Wednesday, September 3, 2008


MobileMe without the hassle or stolen $100/year! Nuevasync is still in beta, but it provides Exchange-based over the air sync to your iPod Touch/iPhone/other web-enabled device (they focus on Nokia smartphones). It's easy to set up and for a relatively small company, they're doing a good job. They are very nice about posting on their blog when servers are down for maintenance/bugs etc., but since it's happening somewhat often (once a week or so), I'd recommend adding them to your RSS feed so you know when not to completely rely on it. They're still working on getting GMail running through Exchange, but for now I have an over-the -air sync for Google Calendar and Contacts. The only downside is I thought I could sync back into Outlook when I sync my iPod but it [the iPod] won't do both over-the-air and Outlook sync. 'sall good! I have free OTA syncing and it works great!

Google Chrome is out!

Somehow, Google's most daring product release ever (I think) is getting very little press. Well, besides the NYT and all. I just downloaded Google Chrome, the new browser straight from the doers of no evil. It's impressively fast, and it makes sense why - if you get through their entertaining but verbose 25-page comic. They've built it from the ground up for Web 2.0 and webapps that take full advantage of new features in browsing. While the features on the surface are nothing new, the infrastructure beneath allows this browser to run very fast and be rock solid. IE8 is supposed to be very much like this with the sandbox structure to keep malware from crashing the browser and other such features, but given that this is open source and will certainly have plenty of plugins, I'm looking forward to my next few weeks testing this baby out.

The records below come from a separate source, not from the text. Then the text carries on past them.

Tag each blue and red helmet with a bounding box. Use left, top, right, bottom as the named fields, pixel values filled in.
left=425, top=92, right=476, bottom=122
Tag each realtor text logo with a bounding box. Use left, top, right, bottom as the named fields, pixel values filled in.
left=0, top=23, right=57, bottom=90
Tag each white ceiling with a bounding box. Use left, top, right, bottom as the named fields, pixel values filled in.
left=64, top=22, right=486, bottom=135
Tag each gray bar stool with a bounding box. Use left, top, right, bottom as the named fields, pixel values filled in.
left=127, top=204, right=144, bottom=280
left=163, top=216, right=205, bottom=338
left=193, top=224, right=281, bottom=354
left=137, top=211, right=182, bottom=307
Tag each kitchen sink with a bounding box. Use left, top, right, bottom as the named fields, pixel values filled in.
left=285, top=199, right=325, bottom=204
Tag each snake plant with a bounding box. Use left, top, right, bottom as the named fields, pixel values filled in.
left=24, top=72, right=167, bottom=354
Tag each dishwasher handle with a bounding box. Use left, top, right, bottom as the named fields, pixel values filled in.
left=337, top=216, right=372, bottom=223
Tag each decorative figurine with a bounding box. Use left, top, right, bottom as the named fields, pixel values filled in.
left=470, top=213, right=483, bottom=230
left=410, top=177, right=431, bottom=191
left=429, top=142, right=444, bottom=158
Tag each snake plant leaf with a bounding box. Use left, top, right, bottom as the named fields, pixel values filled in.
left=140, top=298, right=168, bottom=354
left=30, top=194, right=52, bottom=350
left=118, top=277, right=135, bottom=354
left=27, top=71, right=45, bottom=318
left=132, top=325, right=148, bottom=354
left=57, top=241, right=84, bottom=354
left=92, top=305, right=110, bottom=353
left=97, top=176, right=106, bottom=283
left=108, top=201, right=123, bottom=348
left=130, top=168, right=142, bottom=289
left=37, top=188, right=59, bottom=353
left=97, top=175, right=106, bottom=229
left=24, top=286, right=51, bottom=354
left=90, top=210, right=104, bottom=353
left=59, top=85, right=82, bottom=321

Looks like this summer is going pretty well with the discovery of new music through Pandora when suddenly I run across Songza, an online service that lets me create playlists and listen to any song I want! It seems to be using YouTube (or so I've read). Anyway, I can even listen to the new Metallica single, "The Day that Never Comes" from their upcoming album, Death Magnetic. They have pretty full and complete collections from the artists I've typed in so far, and it seems like a quick and easy way to get a playlist going when you go over to your friends house and want to show them some new music but you forgot your iPod. Furthermore, it works (decently) on my iPod Touch - maybe on other mobile platforms as well. Of course it's not as nice as the Pandora app, but it has more functionality - as a result of fewer deals with record companies and such.